I think the most ideal scenario for this case would be if you had a dictionary, so that you could do:
- url: ${{ source_url }}
sha256: ${{ hashes[numpy_min] }}
We migth be able to do that with some trickery :)
ah great, I mistakenly thought that was more than just the JSON schema complaining.

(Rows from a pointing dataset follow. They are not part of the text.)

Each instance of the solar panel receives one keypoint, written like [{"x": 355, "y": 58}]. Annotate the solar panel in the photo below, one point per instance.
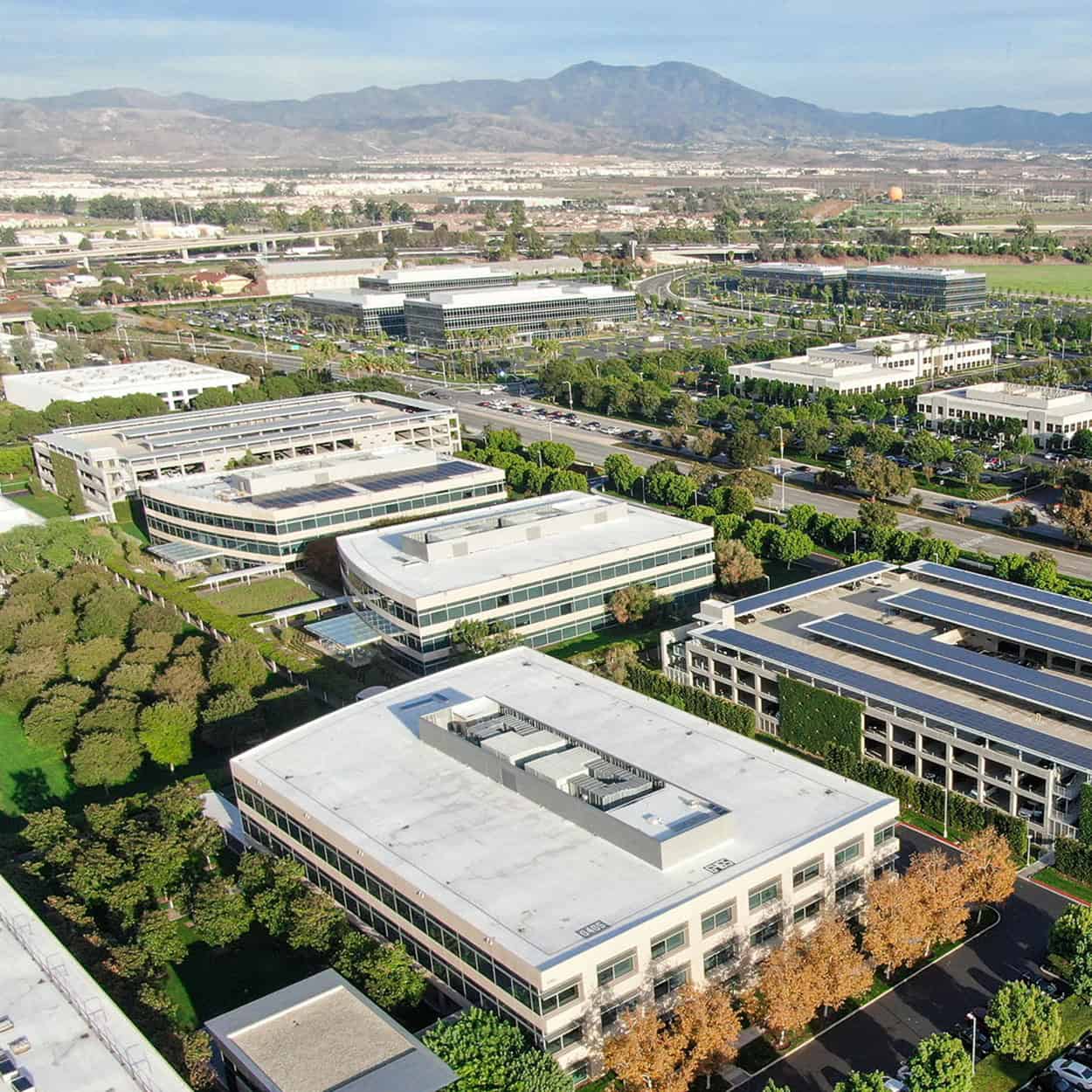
[
  {"x": 973, "y": 615},
  {"x": 1006, "y": 589},
  {"x": 1025, "y": 684},
  {"x": 803, "y": 588},
  {"x": 917, "y": 702}
]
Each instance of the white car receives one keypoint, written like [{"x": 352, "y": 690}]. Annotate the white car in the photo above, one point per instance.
[{"x": 1078, "y": 1075}]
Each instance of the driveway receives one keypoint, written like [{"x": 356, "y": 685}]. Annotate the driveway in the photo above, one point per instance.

In which case variants.yaml can handle it all nicely:
zip_keys:
- [numpy_min, numpy_cap, python_min, source_hash]
numpy_min: [ 2.3, 2.2, 2.1, 2.0, 1.25, 1.23, 1.22]
numpy_cap: [ 2.4, 2.3, 2.2, 2.1, 2.0, 1.25, 1.23]
python_min: [3.11, 3.10, 3.10, 3.10, 3.10, 3.10, 3.10]
source_hash:
- eb30717dc7390a038c2247be1a7e8bf1a48b8a4701a01960804830a231631bef
- f6b9a08193c6291c3d6c4717d1ee1b0a8bf5050765165175affde7afaab1639f
- d61dd84290c6faaa35007346b79741e1e100915885a5a5a63d05b401eddbf583
- ba6a23a9d07bb782bda4f5852b476de4e16bad8f979c96e3df1d04e6bb6304c7
- 81f00561a6f0b92436b4c0b64dc9da25a8a31154a4fb0813e3337b2a0afd7db3
- 2deb6a9b0801e23c0597f3654d667238df581a85115d9f813d12ff0afcc842d3
- 0741447dbbaeb3db069341b53903f16d076fcdef931c0190fb15e5bc004463c9
More pedestrian than all the syntax stuff discussed so far, but I was surprised that there's no elif: <cond> to go along with
if: <cond>
then: <stuff>
else: <stuff>
(not mentioned in the docs, and crashes an actual recipe where I tried this)
@h-vetinari we already discussed that it's invalid YAML right?
A single elif: surely isn't illegal, though I could see how multiple would be problematic.
I don't think it was discussed so far though, at least not with me.